Seventeen people arrested during a protest in Portland last July admitted in court Thursday that they violated a city ordinance on disorderly conduct. They will have their charges dismissed and each will pay $140 into a victims’ compensation fund.

The group will also meet with police next week as part of a restorative justice program. Jon Gale, an attorney representing one protester, said the meeting will allow the demonstrators and police to discuss the protest, which ended with the arrests on July 15 of some protesters who were blocking a portion of Commercial Street while demonstrating against police shootings of black men elsewhere in the country.

Under the agreement with prosecutors, the charges against the protesters will go away in six months, as long as they don’t violate the law again and pay an additional $60 toward the restorative justice program.

Fifteen of the 17 arrested appeared in court Thursday. They all declined to speak with a reporter after a brief appearance before Judge Paul A. Fritzsche. The other two who had been arrested were out of state for Thursday’s hearing, prosecutors said, but agreed to the same terms as the others.

Violating the disorderly conduct ordinance normally results in a fine of $100, Cumberland County Deputy District Attorney Jennifer Ackerman said.

The demonstrators blocked a section of Commercial Street on a busy Friday night in July. Portland police officials complained that the protesters failed to get a permit and discuss their plans with police, unlike another, similar protest the week before.


The leaders of the earlier protest met with police beforehand to discuss their protest and the route their march would follow. By contrast, Portland police said they tried to contact the organizers of the July 15 march before they set off, but they were rebuffed.

A call seeking comment from Portland Police Chief Michael Sauschuck was not immediately returned Thursday morning.

The protesters formed up in Lincoln Park early in the evening and then marched, chanting, down Pearl Street to Commercial Street, with a police car in front of the group and two cruisers behind. There were a few shouts back and forth between protesters and some bystanders who objected to the “black lives matter” chants, and a handful of drivers were delayed when protesters holding a banner blocked Custom House Wharf. The demonstrators took down the banner when asked to by police, who watched the protest for more than three hours before making arrests when the demonstrators refused to disperse.

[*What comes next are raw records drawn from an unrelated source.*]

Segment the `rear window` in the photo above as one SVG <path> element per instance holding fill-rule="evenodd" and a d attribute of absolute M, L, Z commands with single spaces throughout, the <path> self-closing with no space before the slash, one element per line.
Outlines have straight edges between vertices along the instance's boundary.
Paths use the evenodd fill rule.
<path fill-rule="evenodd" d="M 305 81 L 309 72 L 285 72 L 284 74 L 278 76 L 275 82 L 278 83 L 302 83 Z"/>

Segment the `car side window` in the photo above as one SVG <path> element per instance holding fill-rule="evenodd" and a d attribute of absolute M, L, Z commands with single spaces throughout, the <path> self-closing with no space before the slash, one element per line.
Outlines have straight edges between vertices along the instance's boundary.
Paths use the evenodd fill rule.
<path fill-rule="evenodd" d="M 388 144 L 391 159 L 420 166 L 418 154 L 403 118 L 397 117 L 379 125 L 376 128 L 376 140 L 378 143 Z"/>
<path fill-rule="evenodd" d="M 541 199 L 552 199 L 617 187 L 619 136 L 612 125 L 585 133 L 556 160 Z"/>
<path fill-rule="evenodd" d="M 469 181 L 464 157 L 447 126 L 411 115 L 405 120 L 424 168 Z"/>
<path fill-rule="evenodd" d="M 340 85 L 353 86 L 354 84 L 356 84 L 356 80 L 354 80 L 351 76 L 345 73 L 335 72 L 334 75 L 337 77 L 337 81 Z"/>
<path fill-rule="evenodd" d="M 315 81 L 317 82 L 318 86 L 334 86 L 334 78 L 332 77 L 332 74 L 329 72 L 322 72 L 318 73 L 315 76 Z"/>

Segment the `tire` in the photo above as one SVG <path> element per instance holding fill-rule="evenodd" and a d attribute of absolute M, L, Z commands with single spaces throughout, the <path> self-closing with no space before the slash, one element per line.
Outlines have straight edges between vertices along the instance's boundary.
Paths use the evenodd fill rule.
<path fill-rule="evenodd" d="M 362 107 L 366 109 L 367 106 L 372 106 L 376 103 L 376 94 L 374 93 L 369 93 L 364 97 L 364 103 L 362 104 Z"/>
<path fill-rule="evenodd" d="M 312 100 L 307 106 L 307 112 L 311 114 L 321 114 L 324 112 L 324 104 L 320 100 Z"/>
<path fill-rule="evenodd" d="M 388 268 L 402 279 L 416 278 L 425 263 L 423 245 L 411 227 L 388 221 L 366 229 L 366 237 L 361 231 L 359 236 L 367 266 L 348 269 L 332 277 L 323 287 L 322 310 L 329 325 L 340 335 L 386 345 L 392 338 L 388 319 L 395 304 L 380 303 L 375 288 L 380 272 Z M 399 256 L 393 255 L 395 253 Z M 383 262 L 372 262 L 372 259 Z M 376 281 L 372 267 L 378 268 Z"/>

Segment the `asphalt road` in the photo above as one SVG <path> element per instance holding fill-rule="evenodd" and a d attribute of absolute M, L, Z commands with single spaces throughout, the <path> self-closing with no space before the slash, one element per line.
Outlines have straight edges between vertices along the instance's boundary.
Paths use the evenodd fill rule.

Other protesters continued the demonstration and those arrested were released a few hours after they were taken into custody.

It’s not clear if the meeting with police next week will be open to the public. Stacey Neumann, a lawyer who represented one protester, said the session will give both demonstrators and the police a chance to clear the air.

“Hopefully, all the parties can come together and move forward,” Neumann said.